Congress intended that ERISA, a comprehensive statute designed to promote the interests of employees and their beneficiaries in benefit plans, would establish pension plan regulation as an exclusively federal concern. Ingersoll-Rand Co. v. McClendon, 498 U.S. -, 111 S.Ct. 478, 112 L.Ed.2d 474 (1990). See Pilot Life Insurance Co. v. Dedeaux, 481 U.S. 41, 46, 107 S.Ct. 1549, 1552, 95 L.Ed.2d 39 (1987); Shaw v. Delta Air Lines, Inc., 463 U.S. 85, 90, 103 S.Ct. 2890, 2896, 77 L.Ed.2d 490 (1983). “The pre-emption clause is conspicuous for its breadth.” FMC Corp. v. Holliday, 498 U.S. -, -, 111 S.Ct. 403, 407, 112 L.Ed.2d 356, 364 (1990).

Accordingly, a law “relates to” an employee benefit plan, and thus is preempted by ERISA, “if it has a connection with or reference to such a plan.” Shaw, 463 U.S. at 96-97, 103 S.Ct. at 2900. Congress used this term in a broad sense, rejecting more limited preemption language which would have resulted in preemption of only state laws relating to specific subjects covered by ERISA. Ingersoll-Rand, 498 U.S. at-, 111 S.Ct. at 482-83, 112 L.Ed.2d at 483. Thus, a state law may be preempted even if it is not specifically designed to affect employee benefit plans, or if its effect on such plans is indirect. Id. 498 U.S. at-, 111 S.Ct. at 483, 112 L.Ed.2d at 484.
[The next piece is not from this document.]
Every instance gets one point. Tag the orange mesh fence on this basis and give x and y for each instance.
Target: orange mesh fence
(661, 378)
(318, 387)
ERISA preemption is not without limits, however. A generally applicable state law implicating an area of traditional state concern which makes no reference to, and, in fact, functions irrespective of, ERISA plans is not preempted. Sommers Drug Stores Co. Employee Profit Sharing Trust v. Corrigan Enterprises, Inc., 793 F.2d 1456, 1465-68 (5th Cir.1986) (citing cases). See Fort Halifax Packing Co., Inc. v. Coyne, 482 U.S. 1, 19, 107 S.Ct. 2211, 2221, 96 L.Ed.2d 1 (1987) (“If a State creates no prospect of conflict with a federal statute, there is no warrant for disabling it from attempting to address uniquely local social and economic problems.”).

Further, some state actions affect employee benefit plans “in too tenuous, remote, or peripheral a manner” to warrant finding that they “relate to” a plan. Shaw, 463 U.S. at 100 n. 21, 103 S.Ct. at 2901 n. 21. In fact, in Mackey v. Lanier Collections Agency & Service, Inc., 486 U.S. 825, 108 S.Ct. 2182, 100 L.Ed.2d 836 (1988), the Supreme Court noted that “lawsuits against ERISA plans for run-of-the-mill state law claims such as unpaid rent, failure to pay creditors, or even torts committed by an ERISA plan ... are relatively commonplace.” 486 U.S. at 833, 108 S.Ct. at 2187.

Similarly, laws which relate to employee benefits but have no impact on any ERISA employee benefit plan are not preempted. Fort Halifax Packing Co., 482 U.S. at 16, 107 S.Ct. at 2219-20. Rather, preemption is often applied to ensure that benefit plans will be governed by only a single set of regulations, rather than a patchwork scheme of regulation which would vary state-by-state and render inefficient benefit program operation. Id. at 11, 107 S.Ct. at 2217.

*540 That a state law is consistent with ERISA’s intent and substantive requirements will not save it from preemption. Ingersoll-Rand, 489 U.S. at -, 111 S.Ct. at 488, 112 L.Ed.2d at 484.